Candles have long histories in religious usage. We light candles on the altar and beyond in TEC. Even at the liturgical (i.e. pseudo-Anglican) CRC I attended in undergrad we lit a Paschal candle. The Catholics light even more candles. All the Taizé services I’ve attended have been practically overrun with candles (and I love it). I often light a candle to pray.
What is this fixation with light and darkness? Why do we like candles so much?
The “Order of Worship for the Evening” in the ’79 BCP, a rite to introduce or replace evening prayer (etc.), is preoccupied with light and darkness. The first rubric is, “The church is dark, or partially so, when the service is to begin.” The Officiant’s greeting is, “Light and peace, in Jesus Christ our Lord.” (Thanks be to God). Other parts of the service reflect this. The Phos hilaron is said/sung.
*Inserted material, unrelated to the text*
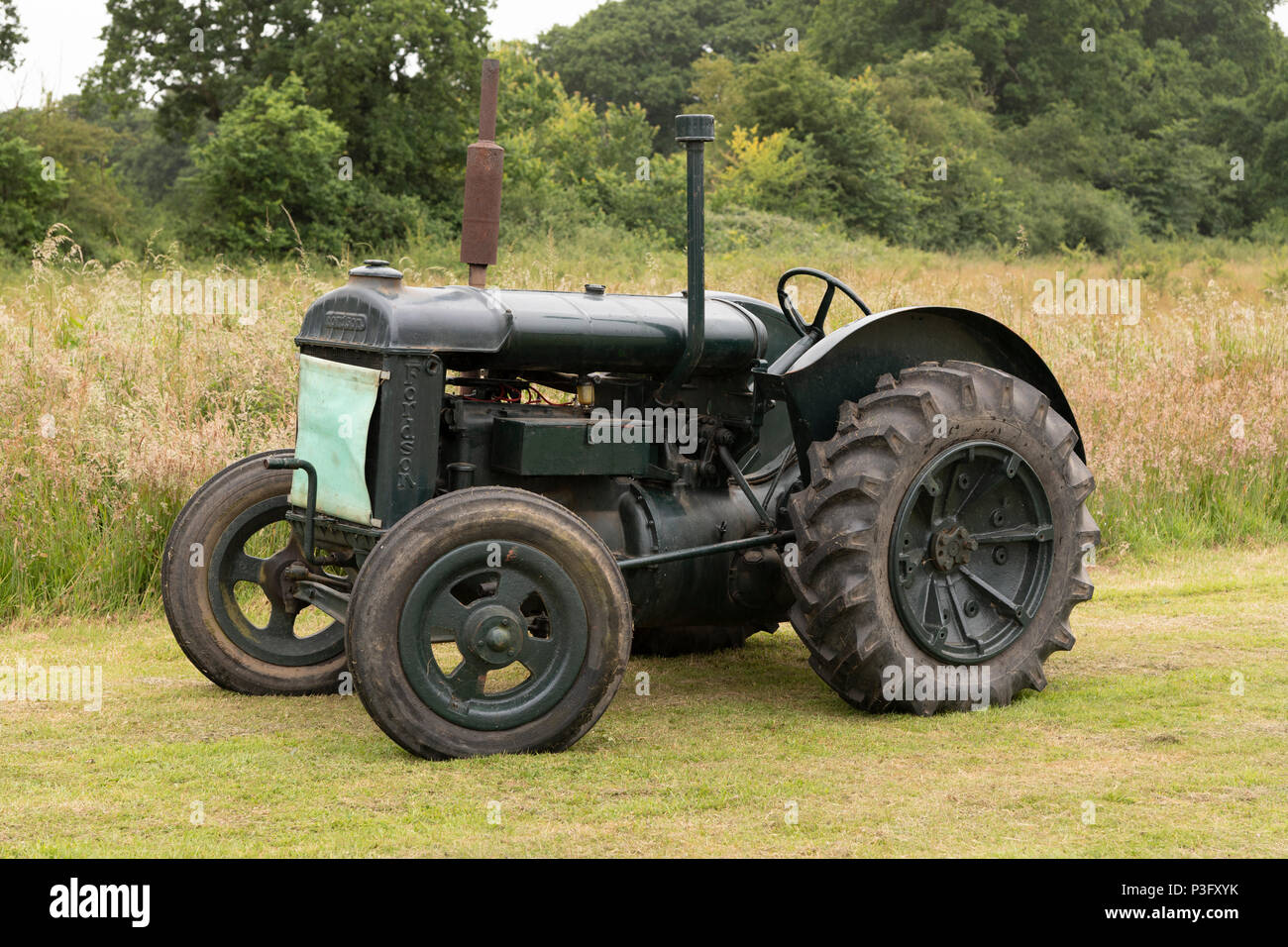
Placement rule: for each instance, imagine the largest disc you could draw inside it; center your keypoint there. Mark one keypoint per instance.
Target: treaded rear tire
(845, 611)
If the service is done as a prelude to evening prayer/evensong, it’s followed by even more references to light and darkness.
Now, the Order of Worship for the Evening is pretty new, but consciousness of light and darkness is as old as humanity—it’s why even the ancienct pagans celebrated around the winter solstice. When it seemed like the world might end in darkness, a faint, almost unnoticeable turn came, and the world turned again toward the light.
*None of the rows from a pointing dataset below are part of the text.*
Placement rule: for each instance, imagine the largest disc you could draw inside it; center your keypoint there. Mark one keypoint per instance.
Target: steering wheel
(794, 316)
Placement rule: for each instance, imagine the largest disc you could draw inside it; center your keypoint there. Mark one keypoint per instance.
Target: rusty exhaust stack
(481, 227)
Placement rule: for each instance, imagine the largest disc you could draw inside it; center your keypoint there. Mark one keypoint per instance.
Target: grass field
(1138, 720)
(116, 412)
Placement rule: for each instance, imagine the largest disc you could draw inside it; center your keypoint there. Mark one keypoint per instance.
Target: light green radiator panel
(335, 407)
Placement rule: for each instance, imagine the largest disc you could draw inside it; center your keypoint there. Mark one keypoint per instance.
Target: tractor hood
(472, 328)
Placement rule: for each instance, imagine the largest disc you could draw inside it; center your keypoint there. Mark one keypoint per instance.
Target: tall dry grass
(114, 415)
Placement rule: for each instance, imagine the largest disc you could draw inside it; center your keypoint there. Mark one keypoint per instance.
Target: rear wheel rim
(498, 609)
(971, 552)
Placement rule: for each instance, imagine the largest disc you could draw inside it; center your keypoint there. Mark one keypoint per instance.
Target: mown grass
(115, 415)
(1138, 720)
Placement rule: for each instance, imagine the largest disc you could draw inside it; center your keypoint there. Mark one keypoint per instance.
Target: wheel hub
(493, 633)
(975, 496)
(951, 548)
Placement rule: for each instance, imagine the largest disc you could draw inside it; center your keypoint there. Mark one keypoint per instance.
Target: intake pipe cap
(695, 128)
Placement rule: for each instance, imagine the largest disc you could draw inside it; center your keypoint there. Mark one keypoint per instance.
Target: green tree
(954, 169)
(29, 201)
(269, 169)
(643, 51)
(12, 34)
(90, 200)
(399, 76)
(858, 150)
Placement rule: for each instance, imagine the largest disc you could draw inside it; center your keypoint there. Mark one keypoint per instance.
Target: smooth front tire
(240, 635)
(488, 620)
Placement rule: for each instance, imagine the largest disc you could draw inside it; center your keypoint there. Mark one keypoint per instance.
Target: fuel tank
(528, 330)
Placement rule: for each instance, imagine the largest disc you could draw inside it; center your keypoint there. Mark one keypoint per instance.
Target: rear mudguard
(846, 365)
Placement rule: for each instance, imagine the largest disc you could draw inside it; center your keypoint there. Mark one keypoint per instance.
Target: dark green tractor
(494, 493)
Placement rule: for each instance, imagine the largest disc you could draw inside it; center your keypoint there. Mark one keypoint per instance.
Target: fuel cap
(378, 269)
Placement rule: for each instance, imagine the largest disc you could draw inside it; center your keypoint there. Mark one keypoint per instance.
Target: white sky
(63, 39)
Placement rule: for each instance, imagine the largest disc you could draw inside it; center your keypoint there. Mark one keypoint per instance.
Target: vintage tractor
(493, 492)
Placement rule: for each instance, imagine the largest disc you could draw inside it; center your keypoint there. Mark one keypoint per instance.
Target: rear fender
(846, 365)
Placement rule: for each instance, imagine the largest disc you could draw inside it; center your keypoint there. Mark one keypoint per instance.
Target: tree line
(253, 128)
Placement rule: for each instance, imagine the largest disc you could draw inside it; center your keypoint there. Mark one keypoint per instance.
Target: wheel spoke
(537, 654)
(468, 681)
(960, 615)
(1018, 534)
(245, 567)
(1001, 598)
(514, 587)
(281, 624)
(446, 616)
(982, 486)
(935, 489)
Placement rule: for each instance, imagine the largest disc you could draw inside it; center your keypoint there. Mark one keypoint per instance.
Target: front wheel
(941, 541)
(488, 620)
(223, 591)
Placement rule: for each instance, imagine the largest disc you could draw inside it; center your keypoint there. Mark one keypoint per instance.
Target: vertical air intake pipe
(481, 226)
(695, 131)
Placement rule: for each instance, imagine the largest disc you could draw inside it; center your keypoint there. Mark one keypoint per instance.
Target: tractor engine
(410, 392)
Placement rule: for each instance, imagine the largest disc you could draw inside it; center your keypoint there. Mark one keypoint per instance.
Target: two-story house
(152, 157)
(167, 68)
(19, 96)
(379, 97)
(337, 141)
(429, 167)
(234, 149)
I heard once about a town in Iceland, built under a cliff, that received no direct sunlight during the deepest winter days. Each year, when the sun is once again high enough to reach the town over the edge of the cliff, the people of the village gather outdoors for a communal pancake meal to celebrate the sun’s return.
The Christmas holidays are times of light, but they’re dark days for some. Loss hurts deeper this time of year; loneliness is lonelier; depression is more isolating. Peace and joy come harder to some than others. People are walking in darkness.
The ninth lesson from the Nine Lessons and Carols service—which my church put on last night; a lovely, lovely evening—comes from John 1. About the incarnation—the Word became flesh. “What has come into being in him was life, and the life was the light of all people. The light shines in the darkness, and the darkness did not overcome it.”
Supposedly, in utter darkness, a healthy human eye/brain could perceive candlelight from 30 miles away. Thirty miles.
Sometimes, the good tidings of great joy don’t seem like enough to stem the tide of the world’s darkness. How do we reconcile the messy, magnificent Incarnation with the evening news? But maybe we don’t need an apocalyptic fire—after all, even Jesus didn’t rise up and take earthly kingship like so many expected him to do.
Maybe all we need is one candle, lit in the window, piercing the darkness.
Where do you see light in darkness? Where do you light candles?